Vietnamese cinemas face antitrust drama
Par Vietnam aujourd'hui le samedi 29 mai 2010, 07:45 - News in english - Lien permanent
Hanoi - Vietnamese cinemas used to be typically Soviet-style halls with underpowered projectors, showing second-run Hollywood or Hong Kong films with Vietnamese voice-overs read in a single monotonous voice.
Today, Vietnamese teenagers crowd into multiplexes showing international hits such as Avatar with first-rate dubbing or subtitles, Dolby sound and even 3D. And now, Vietnam's cinema market can claim another sign of maturity: an antitrust action.
MegaStar Media , Vietnam's top distributor of foreign films, is facing an anti-competitiveness complaint from six cinema owners that say it is abusing its dominant position to gobble up market share for its own theatre chain.
The cinema owners include Galaxy Media, which operates in Ho Chi Minh City in addition to smaller cinemas in poorer parts of Vietnam. They say that where MegaStar once demanded half the ticket price as a royalty, last June it set a minimum fee of 25,000 dong ($1.30, €1.07, £0.90) per ticket. Lower-end theatres that charge 25,00040,000 dong a ticket say they cannot make a profit on foreign films at that price.
Vietnam's movie market is still small, with 100 screens nationwide, and reliable data on box office receipts are available only for the bigger hits. But PwC, the professional services firm, last year estimated that nationwide box office take would rise from $2m in 2007 to $7m this year.

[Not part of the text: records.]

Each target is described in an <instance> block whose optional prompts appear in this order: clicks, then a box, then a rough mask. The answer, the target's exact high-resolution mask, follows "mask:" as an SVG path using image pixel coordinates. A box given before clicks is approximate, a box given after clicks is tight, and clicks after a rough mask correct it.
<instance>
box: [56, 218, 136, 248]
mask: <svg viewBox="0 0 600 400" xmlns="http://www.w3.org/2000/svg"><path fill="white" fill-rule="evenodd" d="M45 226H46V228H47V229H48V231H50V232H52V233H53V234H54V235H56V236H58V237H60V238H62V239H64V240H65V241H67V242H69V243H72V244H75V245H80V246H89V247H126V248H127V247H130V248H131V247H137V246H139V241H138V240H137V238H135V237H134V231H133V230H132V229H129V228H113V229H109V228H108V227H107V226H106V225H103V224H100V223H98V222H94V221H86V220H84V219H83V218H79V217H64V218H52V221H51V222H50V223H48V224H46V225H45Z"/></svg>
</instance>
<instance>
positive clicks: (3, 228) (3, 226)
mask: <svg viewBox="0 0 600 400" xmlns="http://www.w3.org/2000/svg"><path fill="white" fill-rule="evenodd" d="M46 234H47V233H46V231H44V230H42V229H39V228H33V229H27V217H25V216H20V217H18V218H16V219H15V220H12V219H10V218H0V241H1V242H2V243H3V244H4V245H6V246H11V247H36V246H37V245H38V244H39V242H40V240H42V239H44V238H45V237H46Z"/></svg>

However, those estimates were made before Avatar , the highest-grossing foreign film ever shown in Vietnam. It has made an estimated $1.5m so far, with most of it on MegaStar's 3D screens. Figures from cinema owners put the total box office take in 2009 at $12.3m. Certainly, MegaStar has done more than any other company to bring Vietnam into the modern cinema world. The chain was the first to release big-studio features on their international release date.
But the cinema owners' group alleges MegaStar is leveraging that position to corner an ever larger share of the market, and that its high royalties aim to squeeze out other cinema owners in favour of its own chain in Ho Chi Minh City, Hanoi, Haiphong and Danang where tickets run as high as 200,000 dong.
"We think there is a breach of the primary market dominant position by MegaStar," said Duong Nguyen Y. Linh, a lawyer representing the six cinema owners.
The Vietnam Competition Administration Department has launched an investigation into the charges.
Eng Hee Lim, general manager of MegaStar, said the company received official notice of the investigation but declined to comment on the case. Cinema owners will have to prove that MegaStar has a dominant market position.
Vietnam's Law on Competition , passed in 2005, stipulates that any vendor who controls more than 30 per cent of the market is exercising a dominant position. But the government has never clarified whether this figure refers to product sold, number of clients or geographical area, making it difficult for complainants to prove their case.
Charging a flat royalty fee seems unusual for a distributor in an emerging market, where income levels and ticket prices vary sharply between regions.
Several distributors in larger south-east Asian markets said they charged percentages of the ticket price rather than flat fees.
The past five years have seen the launch of an independent industry in Vietnam. Khoa Nguyen, a Vietnamese-American writer-director whose "rom-com" 14 Days debuted last year, said budding domestic producers owed much to greater exposure to imported films.
"People are seeing the quality of the films out there and saying, wow, these are interesting stories," Mr Nguyen said. "They're a lot more savvy than they were."
Bac Van Mung, VCAD director, says the department expects to make an initial finding in the MegaStar case within 30 days.